See [http://mg.co.za/article/2013-11-01-universities-head-for-
ext...](http://mg.co.za/article/2013-11-01-universities-head-for-extinction/)

------
ChristianMarks
Technical work, including indispensable scientific software development, tends
to be considered of low academic value in academia. This is an ingrained
attitude. I very recently left after having heard "oh, you're the technical
guy" once too often from other academics.

Here's an example. The Globus Online grid ftp service web page intended for
users adopts an overtly apologetic tone [1]. Users of this service are
promised freedom from "low-value IT considerations and
processes"\--considerations and processes that the Globus Online team has
humbly sought to undertake on their behalf. I have to laugh at the claim that
there is "No need to involve your IT admin—all you need is Globus Online." The
message is that information technology is of low academic value--unless you
happen to have been one of the authors of publications that came out of the
Globus Online project. If not, your career is sidelined.

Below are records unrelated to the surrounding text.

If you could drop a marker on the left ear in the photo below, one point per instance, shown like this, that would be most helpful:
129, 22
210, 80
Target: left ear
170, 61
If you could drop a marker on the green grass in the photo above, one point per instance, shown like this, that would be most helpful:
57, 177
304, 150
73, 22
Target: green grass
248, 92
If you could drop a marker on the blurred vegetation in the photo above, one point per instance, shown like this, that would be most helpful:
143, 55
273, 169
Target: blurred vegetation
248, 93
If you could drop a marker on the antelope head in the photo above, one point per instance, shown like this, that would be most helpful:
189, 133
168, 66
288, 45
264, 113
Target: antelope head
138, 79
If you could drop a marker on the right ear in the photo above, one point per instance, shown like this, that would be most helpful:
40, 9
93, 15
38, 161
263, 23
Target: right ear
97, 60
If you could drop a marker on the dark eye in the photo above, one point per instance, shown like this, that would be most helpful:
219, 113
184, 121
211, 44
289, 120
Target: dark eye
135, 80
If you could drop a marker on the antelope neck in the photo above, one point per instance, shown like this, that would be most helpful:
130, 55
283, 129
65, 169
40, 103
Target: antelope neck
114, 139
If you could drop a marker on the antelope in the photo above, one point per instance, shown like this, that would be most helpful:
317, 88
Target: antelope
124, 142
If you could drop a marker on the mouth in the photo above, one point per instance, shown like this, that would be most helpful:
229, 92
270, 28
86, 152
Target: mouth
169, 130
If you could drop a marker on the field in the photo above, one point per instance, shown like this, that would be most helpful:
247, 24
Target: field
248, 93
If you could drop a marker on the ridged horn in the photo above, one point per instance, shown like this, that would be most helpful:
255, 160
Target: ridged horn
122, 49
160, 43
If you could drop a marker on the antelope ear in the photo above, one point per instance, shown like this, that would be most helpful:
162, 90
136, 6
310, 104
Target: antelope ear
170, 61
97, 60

Software development, system administration, network administration and
desktop support have become somewhat specialized in the past 30 years, but in
the minds of some principal investigators and academic administrators, these
very different activities are conflated. An expert in numerical methods,
computational fluid dynamics and dynamic downscaling methods for climate
assessment models is a seasoned web developer with a portfolio, fluent in
jQuery, underscore, backbone, responsive websites with bootstrap, CSS3, HTML5,
PostgreSQL, PostGIS, the Google maps API, Cartodb visualizations, as well as
an Android developer conversant with the SPen library for the Galaxy Note
10.1. It's as much effort to stay current technically as it is to keep up in
the scientific literature.

There are faint signs of improvement. On January 14th, the NSF revised the
biosketch format by changing the _Publications_ section to _Products_ [2].
"This change makes clear that products may include, but are not limited to,
publications, data sets, software, patents, and copyrights." The previous
biosketch format was awkward for software developers, inventors and producers
of data sets.

Recently, a number of prominent computer scientists, and scientific software
developers affiliated with the Climate Code Foundation [3], published a
Science Code Manifesto [4]. The manifesto includes the recommendation that
"software contributions must be included in systems of scientific assessment,
credit, and recognition." Software developers in the digital humanities may
wish to add their names to the list of signatories.

Whether these developments reflect a broader understanding that software
developers ought to enjoy greater recognition and opportunity for advancement
in academia that they do currently remains to be seen. Greater career
advancement opportunity for software developers, inventors and data set
producers working in academia might do something to address the Ph.D.
overproduction problem.

But these developments were too little and too late for me. I left.

[1]
[https://www.globusonline.org/forusers/](https://www.globusonline.org/forusers/)

[2]
[http://www.nsf.gov/pubs/2013/nsf13004/nsf13004.jsp](http://www.nsf.gov/pubs/2013/nsf13004/nsf13004.jsp)

[3] [http://climatecode.org/](http://climatecode.org/)

[4] [http://sciencecodemanifesto.org](http://sciencecodemanifesto.org)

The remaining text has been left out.